The computer, dubbed D-Wave, is moving from 512 qubits to more than a 1000 qubits. Apparently the upgrade is not tricky and does not need much more electricity – it probably just required a catflap installed in the side of the box.
Together with NASA and the Universities Space Research Association, or USRA, Google operates its quantum machine at the NASA Ames Research centre.
D-Wave Systems, the Canadian company that built the machine, said it has agreed to provide regular upgrades to the system—keeping it "state-of-the-art"—for the next seven years.
D-Wave machine is less powerful than many scientists hope quantum computers will one day be, the leap to 1000 qubits represents an exponential improvement. No one is really sure of what it can do, but Google thinks it exhibits behaviour beyond classical physics.

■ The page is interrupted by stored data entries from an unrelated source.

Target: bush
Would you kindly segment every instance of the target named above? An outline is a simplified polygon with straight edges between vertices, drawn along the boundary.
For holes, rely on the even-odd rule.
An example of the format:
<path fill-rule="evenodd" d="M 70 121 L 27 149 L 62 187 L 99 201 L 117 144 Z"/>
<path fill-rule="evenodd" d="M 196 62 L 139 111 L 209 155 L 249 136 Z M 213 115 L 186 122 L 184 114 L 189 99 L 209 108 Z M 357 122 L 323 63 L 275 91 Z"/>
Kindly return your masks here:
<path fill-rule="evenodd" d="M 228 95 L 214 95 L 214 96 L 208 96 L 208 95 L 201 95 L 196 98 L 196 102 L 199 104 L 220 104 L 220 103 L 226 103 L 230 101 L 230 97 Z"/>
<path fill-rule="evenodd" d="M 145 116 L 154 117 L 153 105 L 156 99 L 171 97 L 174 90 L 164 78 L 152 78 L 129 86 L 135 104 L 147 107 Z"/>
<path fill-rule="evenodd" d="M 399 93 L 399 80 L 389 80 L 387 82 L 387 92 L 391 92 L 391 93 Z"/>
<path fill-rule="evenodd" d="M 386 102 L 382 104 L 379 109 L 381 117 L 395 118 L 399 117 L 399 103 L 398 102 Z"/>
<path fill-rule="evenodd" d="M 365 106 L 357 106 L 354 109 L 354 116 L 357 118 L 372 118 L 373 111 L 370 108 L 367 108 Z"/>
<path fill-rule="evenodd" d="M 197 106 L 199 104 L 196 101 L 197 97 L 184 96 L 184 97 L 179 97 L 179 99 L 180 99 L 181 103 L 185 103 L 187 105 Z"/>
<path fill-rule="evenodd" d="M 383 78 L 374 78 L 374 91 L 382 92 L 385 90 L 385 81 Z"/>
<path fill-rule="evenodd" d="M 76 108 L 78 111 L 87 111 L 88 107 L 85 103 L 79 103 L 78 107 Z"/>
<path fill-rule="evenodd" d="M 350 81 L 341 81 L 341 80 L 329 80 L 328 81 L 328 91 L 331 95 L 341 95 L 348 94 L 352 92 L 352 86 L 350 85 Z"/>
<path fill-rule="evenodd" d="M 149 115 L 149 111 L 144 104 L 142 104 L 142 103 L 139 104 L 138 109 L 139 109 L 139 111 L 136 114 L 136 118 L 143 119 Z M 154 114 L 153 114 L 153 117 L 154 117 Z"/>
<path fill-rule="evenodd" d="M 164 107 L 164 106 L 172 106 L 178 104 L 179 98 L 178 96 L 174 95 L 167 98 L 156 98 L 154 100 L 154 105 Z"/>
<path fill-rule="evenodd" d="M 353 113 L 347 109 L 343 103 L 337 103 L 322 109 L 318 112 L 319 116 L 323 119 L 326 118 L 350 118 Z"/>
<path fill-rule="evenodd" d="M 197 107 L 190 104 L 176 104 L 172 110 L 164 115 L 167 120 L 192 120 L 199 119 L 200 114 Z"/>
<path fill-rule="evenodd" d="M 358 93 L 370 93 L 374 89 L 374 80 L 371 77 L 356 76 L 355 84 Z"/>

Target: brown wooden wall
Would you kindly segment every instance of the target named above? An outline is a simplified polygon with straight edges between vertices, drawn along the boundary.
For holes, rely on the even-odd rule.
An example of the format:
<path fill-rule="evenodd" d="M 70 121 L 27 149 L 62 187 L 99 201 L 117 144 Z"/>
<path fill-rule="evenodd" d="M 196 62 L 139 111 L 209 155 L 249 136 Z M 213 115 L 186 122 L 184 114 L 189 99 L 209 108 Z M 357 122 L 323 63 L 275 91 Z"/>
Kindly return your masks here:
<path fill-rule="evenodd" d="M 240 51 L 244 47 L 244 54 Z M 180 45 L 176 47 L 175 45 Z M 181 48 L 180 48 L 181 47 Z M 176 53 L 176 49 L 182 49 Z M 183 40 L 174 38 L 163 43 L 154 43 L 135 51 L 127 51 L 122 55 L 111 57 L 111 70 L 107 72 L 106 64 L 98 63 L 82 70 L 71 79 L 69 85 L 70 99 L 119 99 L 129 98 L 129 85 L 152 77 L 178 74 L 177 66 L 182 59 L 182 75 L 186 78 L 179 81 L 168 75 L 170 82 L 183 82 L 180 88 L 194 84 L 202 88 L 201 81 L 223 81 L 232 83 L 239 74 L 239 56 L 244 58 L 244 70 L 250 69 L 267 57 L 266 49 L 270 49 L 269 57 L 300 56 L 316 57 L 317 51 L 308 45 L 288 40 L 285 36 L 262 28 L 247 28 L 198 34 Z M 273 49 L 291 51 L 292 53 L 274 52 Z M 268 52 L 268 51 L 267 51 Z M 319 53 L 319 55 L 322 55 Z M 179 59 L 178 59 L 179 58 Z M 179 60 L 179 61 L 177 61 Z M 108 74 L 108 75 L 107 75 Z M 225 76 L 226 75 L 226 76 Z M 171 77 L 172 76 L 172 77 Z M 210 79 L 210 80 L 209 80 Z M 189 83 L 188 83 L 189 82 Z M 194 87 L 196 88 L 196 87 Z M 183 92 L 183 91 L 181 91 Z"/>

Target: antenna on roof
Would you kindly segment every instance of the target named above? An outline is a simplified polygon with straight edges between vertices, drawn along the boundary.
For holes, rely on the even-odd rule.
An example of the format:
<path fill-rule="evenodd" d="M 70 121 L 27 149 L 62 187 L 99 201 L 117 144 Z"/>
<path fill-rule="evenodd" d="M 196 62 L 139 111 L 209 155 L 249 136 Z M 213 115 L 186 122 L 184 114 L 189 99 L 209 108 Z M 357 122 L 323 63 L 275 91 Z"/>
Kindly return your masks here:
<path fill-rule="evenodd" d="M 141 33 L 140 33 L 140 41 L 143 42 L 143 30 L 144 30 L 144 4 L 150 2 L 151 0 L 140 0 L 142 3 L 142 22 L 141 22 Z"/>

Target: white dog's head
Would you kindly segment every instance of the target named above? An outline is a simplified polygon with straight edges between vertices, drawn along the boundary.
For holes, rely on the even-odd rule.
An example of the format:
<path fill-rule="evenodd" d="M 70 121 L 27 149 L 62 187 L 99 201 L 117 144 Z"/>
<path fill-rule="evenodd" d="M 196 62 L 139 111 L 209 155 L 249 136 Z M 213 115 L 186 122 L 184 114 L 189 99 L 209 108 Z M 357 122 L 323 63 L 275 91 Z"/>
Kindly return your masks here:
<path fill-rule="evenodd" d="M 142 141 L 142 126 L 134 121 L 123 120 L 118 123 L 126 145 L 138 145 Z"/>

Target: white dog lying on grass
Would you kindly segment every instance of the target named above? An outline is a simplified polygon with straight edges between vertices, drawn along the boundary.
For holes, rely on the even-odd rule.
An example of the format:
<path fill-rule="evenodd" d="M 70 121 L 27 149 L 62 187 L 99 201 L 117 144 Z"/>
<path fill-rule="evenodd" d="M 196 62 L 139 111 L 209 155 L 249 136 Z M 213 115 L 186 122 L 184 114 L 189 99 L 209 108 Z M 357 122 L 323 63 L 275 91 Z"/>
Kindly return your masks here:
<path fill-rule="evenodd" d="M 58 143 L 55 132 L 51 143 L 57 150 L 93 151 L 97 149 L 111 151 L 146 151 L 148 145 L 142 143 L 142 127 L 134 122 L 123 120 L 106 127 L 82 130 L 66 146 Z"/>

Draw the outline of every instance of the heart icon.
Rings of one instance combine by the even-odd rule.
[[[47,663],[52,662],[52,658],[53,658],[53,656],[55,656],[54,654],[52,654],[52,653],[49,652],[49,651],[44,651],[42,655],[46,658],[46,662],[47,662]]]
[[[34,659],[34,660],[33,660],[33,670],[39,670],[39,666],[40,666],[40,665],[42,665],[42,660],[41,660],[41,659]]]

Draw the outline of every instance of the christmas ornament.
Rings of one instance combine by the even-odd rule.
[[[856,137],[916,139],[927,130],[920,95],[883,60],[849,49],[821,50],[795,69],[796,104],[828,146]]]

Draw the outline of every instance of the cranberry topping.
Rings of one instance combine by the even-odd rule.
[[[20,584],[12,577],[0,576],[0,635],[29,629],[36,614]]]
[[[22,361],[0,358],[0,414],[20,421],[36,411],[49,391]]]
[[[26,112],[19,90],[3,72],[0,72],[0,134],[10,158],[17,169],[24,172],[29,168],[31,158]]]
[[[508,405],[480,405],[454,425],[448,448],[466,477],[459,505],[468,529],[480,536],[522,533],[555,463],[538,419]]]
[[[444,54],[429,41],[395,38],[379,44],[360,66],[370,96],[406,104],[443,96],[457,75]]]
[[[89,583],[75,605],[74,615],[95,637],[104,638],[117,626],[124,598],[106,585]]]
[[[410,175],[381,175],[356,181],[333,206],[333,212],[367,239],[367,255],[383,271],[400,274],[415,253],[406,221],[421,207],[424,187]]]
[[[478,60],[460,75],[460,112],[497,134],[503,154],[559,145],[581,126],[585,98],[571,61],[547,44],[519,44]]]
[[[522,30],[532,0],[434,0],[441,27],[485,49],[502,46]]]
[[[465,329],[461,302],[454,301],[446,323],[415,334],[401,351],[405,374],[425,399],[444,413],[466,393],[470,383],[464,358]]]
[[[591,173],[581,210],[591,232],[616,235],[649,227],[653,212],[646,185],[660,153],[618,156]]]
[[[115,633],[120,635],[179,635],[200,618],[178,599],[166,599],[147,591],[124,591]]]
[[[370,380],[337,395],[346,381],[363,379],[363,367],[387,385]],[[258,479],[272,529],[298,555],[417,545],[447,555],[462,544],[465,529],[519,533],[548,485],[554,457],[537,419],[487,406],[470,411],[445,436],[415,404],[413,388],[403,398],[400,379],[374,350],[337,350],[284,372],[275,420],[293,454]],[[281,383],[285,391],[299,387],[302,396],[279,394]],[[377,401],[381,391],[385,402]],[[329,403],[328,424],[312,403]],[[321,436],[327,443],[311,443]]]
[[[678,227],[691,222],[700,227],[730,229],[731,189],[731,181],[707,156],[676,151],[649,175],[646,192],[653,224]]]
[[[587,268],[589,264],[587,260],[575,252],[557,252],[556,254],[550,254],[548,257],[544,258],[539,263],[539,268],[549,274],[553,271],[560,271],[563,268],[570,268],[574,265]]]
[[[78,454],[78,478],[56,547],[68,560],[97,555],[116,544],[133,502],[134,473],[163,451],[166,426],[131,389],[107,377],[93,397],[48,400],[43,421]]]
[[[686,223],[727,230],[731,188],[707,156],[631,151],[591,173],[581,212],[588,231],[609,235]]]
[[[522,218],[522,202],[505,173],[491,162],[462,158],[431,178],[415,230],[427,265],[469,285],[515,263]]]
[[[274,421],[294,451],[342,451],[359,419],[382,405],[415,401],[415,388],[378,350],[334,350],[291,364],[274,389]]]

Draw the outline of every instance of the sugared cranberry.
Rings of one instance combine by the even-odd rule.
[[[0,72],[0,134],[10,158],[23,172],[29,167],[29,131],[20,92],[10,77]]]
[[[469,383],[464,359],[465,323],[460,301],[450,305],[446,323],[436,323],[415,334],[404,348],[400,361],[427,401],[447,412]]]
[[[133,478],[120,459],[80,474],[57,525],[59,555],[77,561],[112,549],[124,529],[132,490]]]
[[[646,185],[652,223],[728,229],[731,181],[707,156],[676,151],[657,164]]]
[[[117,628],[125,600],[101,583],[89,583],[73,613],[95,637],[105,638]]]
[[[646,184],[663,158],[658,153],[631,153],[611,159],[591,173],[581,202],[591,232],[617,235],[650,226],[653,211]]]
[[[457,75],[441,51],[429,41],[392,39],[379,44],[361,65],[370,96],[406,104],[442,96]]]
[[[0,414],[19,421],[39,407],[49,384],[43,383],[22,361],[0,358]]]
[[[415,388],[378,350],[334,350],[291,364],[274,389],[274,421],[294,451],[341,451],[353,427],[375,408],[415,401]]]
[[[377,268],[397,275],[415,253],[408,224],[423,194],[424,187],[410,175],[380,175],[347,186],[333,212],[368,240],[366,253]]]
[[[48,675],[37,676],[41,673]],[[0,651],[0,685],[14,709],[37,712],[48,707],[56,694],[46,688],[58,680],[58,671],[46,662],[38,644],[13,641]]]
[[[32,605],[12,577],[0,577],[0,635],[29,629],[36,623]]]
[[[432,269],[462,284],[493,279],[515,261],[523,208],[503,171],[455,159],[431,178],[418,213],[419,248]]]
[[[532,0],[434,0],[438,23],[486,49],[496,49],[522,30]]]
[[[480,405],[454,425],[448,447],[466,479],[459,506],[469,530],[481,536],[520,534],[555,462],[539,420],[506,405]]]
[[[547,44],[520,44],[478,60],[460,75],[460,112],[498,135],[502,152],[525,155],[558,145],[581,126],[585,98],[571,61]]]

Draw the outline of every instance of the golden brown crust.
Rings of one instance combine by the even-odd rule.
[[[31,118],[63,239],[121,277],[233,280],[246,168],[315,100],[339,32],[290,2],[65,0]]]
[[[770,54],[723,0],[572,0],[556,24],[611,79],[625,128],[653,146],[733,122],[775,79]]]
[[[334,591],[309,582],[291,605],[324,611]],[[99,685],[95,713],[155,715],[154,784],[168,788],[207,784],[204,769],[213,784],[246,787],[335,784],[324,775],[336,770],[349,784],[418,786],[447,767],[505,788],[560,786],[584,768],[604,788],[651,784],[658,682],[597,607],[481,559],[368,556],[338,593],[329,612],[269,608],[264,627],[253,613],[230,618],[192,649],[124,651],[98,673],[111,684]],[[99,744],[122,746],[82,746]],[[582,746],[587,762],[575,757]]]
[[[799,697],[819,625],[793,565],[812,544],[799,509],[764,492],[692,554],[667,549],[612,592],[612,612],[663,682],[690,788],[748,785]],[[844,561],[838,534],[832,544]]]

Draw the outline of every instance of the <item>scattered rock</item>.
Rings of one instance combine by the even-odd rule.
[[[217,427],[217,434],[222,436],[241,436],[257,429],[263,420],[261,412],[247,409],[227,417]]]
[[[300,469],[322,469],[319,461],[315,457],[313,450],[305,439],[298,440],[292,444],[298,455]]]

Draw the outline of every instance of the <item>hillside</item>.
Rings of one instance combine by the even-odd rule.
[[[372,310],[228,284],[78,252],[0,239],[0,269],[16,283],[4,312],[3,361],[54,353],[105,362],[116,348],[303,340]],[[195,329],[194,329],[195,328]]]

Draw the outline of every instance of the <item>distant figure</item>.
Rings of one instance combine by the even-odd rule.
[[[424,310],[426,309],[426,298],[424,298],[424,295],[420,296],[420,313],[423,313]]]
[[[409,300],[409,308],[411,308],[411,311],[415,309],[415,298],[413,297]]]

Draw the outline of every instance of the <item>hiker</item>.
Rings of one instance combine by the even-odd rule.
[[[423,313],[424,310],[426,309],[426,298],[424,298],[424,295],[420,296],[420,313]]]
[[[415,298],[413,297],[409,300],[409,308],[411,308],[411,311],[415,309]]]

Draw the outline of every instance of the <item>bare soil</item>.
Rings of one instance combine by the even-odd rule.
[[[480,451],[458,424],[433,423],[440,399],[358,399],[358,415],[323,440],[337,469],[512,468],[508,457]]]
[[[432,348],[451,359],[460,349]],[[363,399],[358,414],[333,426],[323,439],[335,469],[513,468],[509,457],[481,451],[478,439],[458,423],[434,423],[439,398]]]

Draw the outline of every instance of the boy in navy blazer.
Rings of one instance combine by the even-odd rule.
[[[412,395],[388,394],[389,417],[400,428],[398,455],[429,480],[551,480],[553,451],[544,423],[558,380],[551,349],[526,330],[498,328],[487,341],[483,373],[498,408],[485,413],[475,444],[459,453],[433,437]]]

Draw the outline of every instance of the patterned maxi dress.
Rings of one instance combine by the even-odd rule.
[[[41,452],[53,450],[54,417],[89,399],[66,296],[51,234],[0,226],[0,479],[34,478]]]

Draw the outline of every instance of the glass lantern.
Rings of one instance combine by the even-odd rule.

For a start as the D-Wave expands the number of qubits, the amount of power needed to operate the system stays roughly the same. It also only works when its is being observed.
Some have questioned whether the system truly exhibits quantum properties. But researchers at USC say that the system appears to display a phenomenon called "quantum annealing" that suggests it's truly operating in the quantum realm.
Regardless, the D-Wave is not a general quantum computer—that is, it's not a computer for just any task. But D-Wave says the machine is well-suited to "optimization" problems, where you're facing many, many different ways forward and must pick the best option, and to machine learning, where computers teach themselves tasks by analysing large amount of data.